98% of Greek Pool Owners Lie on Their Taxes... Blame The Speculators?

98% of Greek pool owners lied on their taxes.  It's true. It's not just some evil speculator hyperbole I made up to sink Greece (note: I have no position in any sort of Greece interests) - it's just one of the real reasons why Greece has a massive solvency problem.  From the NY Times:

"ATHENS — In the wealthy, northern suburbs of this city, where summer temperatures often hit the high 90s, just 324 residents checked the box on their tax returns admitting that they owned pools. 

So tax investigators studied satellite photos of the area — a sprawling collection of expensive villas tucked behind tall gates — and came back with a decidedly different number: 16,974 pools. 

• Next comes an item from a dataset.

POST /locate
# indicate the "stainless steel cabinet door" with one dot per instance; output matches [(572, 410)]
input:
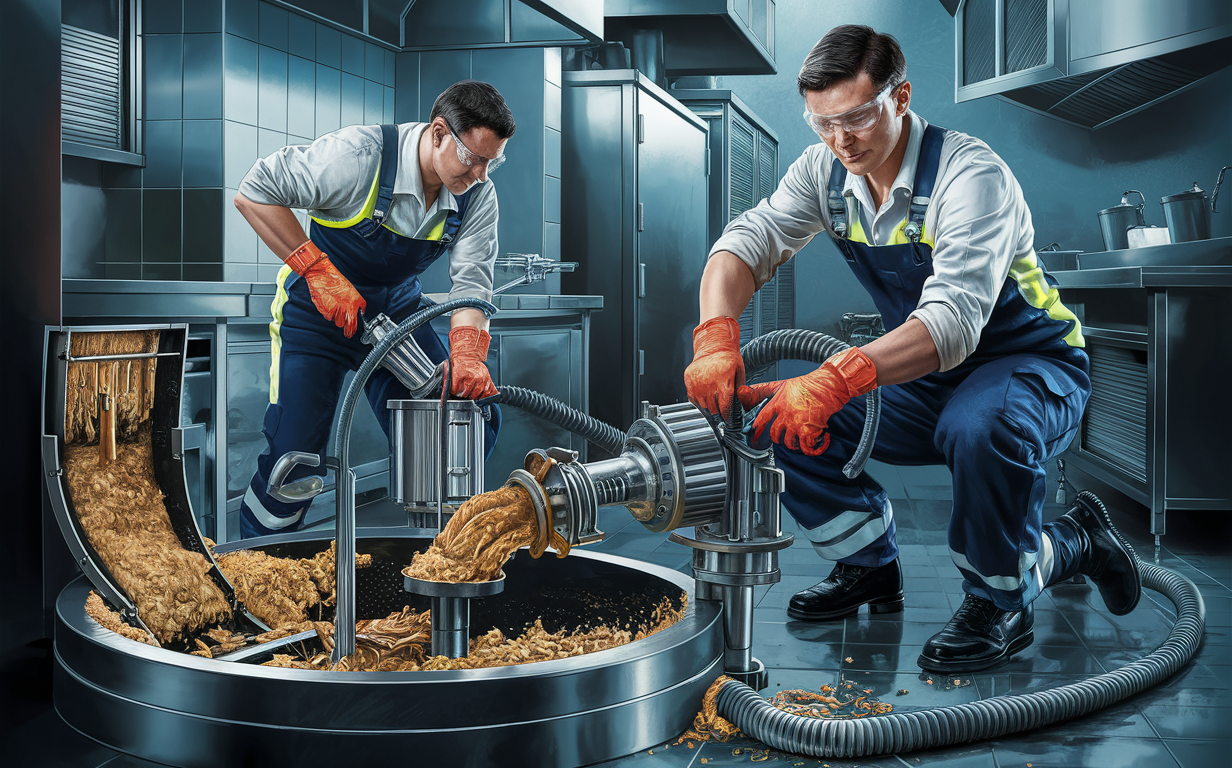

That kind of wholesale lying about assets, and other eye-popping cases that are surfacing in the news media here, points to the staggering breadth of tax dodging that has long been a way of life here. Such evasion has played a significant role in Greece’s debt crisis, and as the country struggles to get its financial house in order, it is going after tax cheats as never before."

Simple math:  16,974 houses had pools.  Only 324 residents admitted to owning a pool.  Thus, 16,650 pools were left out of the count... that's 98%.  And oh, just in case anyone is thinking, "hey Kid Dynamite - don't be an idiot - maybe those other 16,650 people aren't required to file tax returns,"  well - I looked into that, and found this: everyone in Greece has to file a tax return, regardless of income:

"One of the first things you should do when you decide to settle in Greece, or buy property, is register for a Tax number (A.F.M. – pronounced aa – fee - mee)....Once you have an AFM (Tax) number, you are registered with the Greek authorities and are required to submit a yearly tax return in Greece (Form E1) regardless of income, i.e. even if it is a nil return."
The NY Times article continues:

"Various studies, including one by the Federation of Greek Industries last year, have estimated that the government may be losing as much as $30 billion a year to tax evasion — a figure that would have gone a long way to solving its debt problems."

Ah hah... So perhaps Greece's problem isn't that "speculators" are ruining their borrowing ability - perhaps the problem is that Greece's own citizens are lying to their government, depriving them of the tax revenue they desperately need to pay back their debts...


-KD

2 comments:

Anonymous said...

Ah that and the fact the government spends like it does have that extra 30billion.

Danny

polit2k said...

I am reliably informed that there are very few swimming pools in Greece because of the rather copious quantities of freely available warm seas for swimming. However, those that do have pools, declared or not, are most likely the best suburban addresses to target for tax evasion investigations.

Current popular view of taxation in Greece is: "I shouldn't be taxed more, but those few rich lying bastards should be taxed to death?"

I guess this view is not exclusive to Greece.